Biology:Postsynaptic density
| Postsynaptic density | |
|---|---|
 Ultra-structural analysis of synapses in the brainstem of wild-type (WT)mice at embryonic day 18.5. Synapses of WT neurons in the pre-Bötzinger-complex area exhibit presynaptic vesicles (asterisks), a synaptic cleft and a distinct postsynaptic density (arrowheads). Scale bar, 250 nm. From Heupel et al., 2008 | |
| Details | |
| System | Nervous system |
| Identifiers | |
| Latin | densitas postsynaptica |
| Anatomical terms of neuroanatomy | |
The postsynaptic density (PSD) is a protein dense specialization attached to the postsynaptic membrane. PSDs were originally identified by electron microscopy as an electron-dense region at the membrane of a postsynaptic neuron. The PSD is in close apposition to the presynaptic active zone and ensures that receptors are in close proximity to presynaptic neurotransmitter release sites.[1] PSDs vary in size and composition among brain regions, and have been studied in great detail at glutamatergic synapses. Hundreds of proteins have been identified in the postsynaptic density, including glutamate receptors, scaffold proteins, and many signaling molecules.
Structure
The structure and composition of the PSD have been the focus of numerous molecular studies of synaptic plasticity, a cellular model of learning and memory. PSDs are sized on the order of 250 to 500 nanometres in diameter and 25 to 50 nanometres in thickness, depending on the activity state of the synapse. During synaptic plasticity, the total size of the PSD is increasing along with an increase in synaptic size and strength after inducing long-term potentiation at single synapses.[2]
Composition
Many proteins in the PSD are involved in the regulation of synaptic function. These include
- postsynaptic density-95 (PSD95)[3]
- neuroligin (a cellular adhesion molecule)

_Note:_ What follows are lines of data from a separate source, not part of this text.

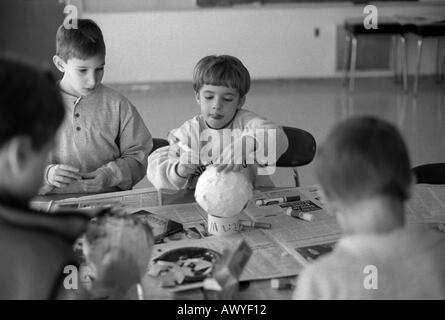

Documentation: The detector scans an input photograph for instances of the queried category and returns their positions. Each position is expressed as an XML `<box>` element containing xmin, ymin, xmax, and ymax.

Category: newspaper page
<box><xmin>31</xmin><ymin>188</ymin><xmax>162</xmax><ymax>212</ymax></box>
<box><xmin>245</xmin><ymin>186</ymin><xmax>341</xmax><ymax>264</ymax></box>
<box><xmin>153</xmin><ymin>229</ymin><xmax>302</xmax><ymax>281</ymax></box>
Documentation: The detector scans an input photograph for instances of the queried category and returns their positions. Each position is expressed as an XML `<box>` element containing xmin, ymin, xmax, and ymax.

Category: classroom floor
<box><xmin>113</xmin><ymin>77</ymin><xmax>445</xmax><ymax>187</ymax></box>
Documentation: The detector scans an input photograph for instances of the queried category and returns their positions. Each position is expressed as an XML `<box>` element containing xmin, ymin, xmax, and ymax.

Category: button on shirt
<box><xmin>43</xmin><ymin>84</ymin><xmax>153</xmax><ymax>193</ymax></box>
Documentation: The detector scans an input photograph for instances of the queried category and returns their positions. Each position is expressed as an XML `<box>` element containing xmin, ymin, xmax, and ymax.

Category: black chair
<box><xmin>276</xmin><ymin>127</ymin><xmax>317</xmax><ymax>186</ymax></box>
<box><xmin>413</xmin><ymin>163</ymin><xmax>445</xmax><ymax>184</ymax></box>
<box><xmin>411</xmin><ymin>20</ymin><xmax>445</xmax><ymax>95</ymax></box>
<box><xmin>150</xmin><ymin>138</ymin><xmax>168</xmax><ymax>154</ymax></box>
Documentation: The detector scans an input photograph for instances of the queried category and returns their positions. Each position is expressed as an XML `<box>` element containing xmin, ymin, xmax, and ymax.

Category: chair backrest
<box><xmin>277</xmin><ymin>127</ymin><xmax>317</xmax><ymax>167</ymax></box>
<box><xmin>413</xmin><ymin>163</ymin><xmax>445</xmax><ymax>184</ymax></box>
<box><xmin>150</xmin><ymin>138</ymin><xmax>168</xmax><ymax>154</ymax></box>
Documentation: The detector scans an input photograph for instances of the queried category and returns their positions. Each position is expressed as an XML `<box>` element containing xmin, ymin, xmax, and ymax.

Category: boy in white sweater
<box><xmin>147</xmin><ymin>55</ymin><xmax>288</xmax><ymax>190</ymax></box>
<box><xmin>294</xmin><ymin>117</ymin><xmax>445</xmax><ymax>299</ymax></box>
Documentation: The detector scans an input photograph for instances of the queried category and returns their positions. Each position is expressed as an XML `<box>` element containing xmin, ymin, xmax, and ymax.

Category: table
<box><xmin>35</xmin><ymin>188</ymin><xmax>306</xmax><ymax>300</ymax></box>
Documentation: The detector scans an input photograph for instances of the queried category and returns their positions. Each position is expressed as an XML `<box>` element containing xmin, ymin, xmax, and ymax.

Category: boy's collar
<box><xmin>57</xmin><ymin>80</ymin><xmax>102</xmax><ymax>100</ymax></box>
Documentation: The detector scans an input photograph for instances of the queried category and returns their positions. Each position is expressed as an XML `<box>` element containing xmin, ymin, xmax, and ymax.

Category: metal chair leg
<box><xmin>343</xmin><ymin>32</ymin><xmax>351</xmax><ymax>85</ymax></box>
<box><xmin>390</xmin><ymin>35</ymin><xmax>399</xmax><ymax>83</ymax></box>
<box><xmin>436</xmin><ymin>38</ymin><xmax>442</xmax><ymax>83</ymax></box>
<box><xmin>413</xmin><ymin>37</ymin><xmax>423</xmax><ymax>95</ymax></box>
<box><xmin>400</xmin><ymin>35</ymin><xmax>408</xmax><ymax>91</ymax></box>
<box><xmin>349</xmin><ymin>36</ymin><xmax>357</xmax><ymax>91</ymax></box>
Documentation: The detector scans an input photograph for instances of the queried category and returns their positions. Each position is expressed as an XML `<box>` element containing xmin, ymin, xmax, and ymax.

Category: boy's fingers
<box><xmin>54</xmin><ymin>176</ymin><xmax>73</xmax><ymax>184</ymax></box>
<box><xmin>53</xmin><ymin>181</ymin><xmax>66</xmax><ymax>188</ymax></box>
<box><xmin>57</xmin><ymin>170</ymin><xmax>82</xmax><ymax>180</ymax></box>
<box><xmin>82</xmin><ymin>171</ymin><xmax>96</xmax><ymax>179</ymax></box>
<box><xmin>59</xmin><ymin>164</ymin><xmax>79</xmax><ymax>172</ymax></box>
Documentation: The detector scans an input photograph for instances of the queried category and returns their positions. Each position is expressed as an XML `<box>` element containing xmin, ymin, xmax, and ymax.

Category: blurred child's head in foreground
<box><xmin>193</xmin><ymin>55</ymin><xmax>250</xmax><ymax>129</ymax></box>
<box><xmin>0</xmin><ymin>56</ymin><xmax>65</xmax><ymax>201</ymax></box>
<box><xmin>315</xmin><ymin>117</ymin><xmax>412</xmax><ymax>231</ymax></box>
<box><xmin>53</xmin><ymin>19</ymin><xmax>106</xmax><ymax>96</ymax></box>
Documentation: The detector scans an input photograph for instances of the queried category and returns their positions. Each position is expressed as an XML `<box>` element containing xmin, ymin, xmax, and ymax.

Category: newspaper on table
<box><xmin>31</xmin><ymin>188</ymin><xmax>162</xmax><ymax>212</ymax></box>
<box><xmin>29</xmin><ymin>185</ymin><xmax>445</xmax><ymax>290</ymax></box>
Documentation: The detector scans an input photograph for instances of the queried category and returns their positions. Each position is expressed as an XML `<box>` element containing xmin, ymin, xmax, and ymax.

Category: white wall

- NMDA receptors, AMPA receptors
- calcium/calmodulin-dependent protein kinase II
- actin
As protein detection technologies have increased in sensitivity, such as with improvements in mass spectrometry techniques, more numerous proteins have been attributed to the PSD. Current estimates are greater than several hundred proteins are found at PSDs among brain regions and during different states of development and synaptic activity. PSDs also contain cell adhesion molecules and a diverse set of other signaling proteins. Many of the PSD proteins contain PDZ domains.[3]
Function
The PSD has been proposed to concentrate and organize neurotransmitter receptors in the synaptic cleft.[1] The PSD also serves as a signaling apparatus. For instance kinases and phosphatases in the PSD are activated and released from the PSD to change the activity of proteins located in the spine or are transported to the nucleus to affect protein synthesis. Some of the features of the PSD are similar to the neuromuscular junction and other cellular junctions, as the PSD has been modeled as a specialized cellular junction that allows for rapid, asymmetrical signaling.
References
- ↑ 1.0 1.1 Sweatt, J. D. (2008-01-01), Byrne, John H., ed., "4.20 - The NMDA Receptor" (in en), Learning and Memory: A Comprehensive Reference (Oxford: Academic Press): pp. 409–426, doi:10.1016/b978-012370509-9.00020-6, ISBN 978-0-12-370509-9, http://www.sciencedirect.com/science/article/pii/B9780123705099000206, retrieved 2020-12-23
- ↑ Meyer, D.; Bonhoeffer T.; Scheuss V. (2014). "Balance and Stability of Synaptic Structures during Synaptic Plasticity". Neuron 82 (2): 430–443. doi:10.1016/j.neuron.2014.02.031. PMID 24742464.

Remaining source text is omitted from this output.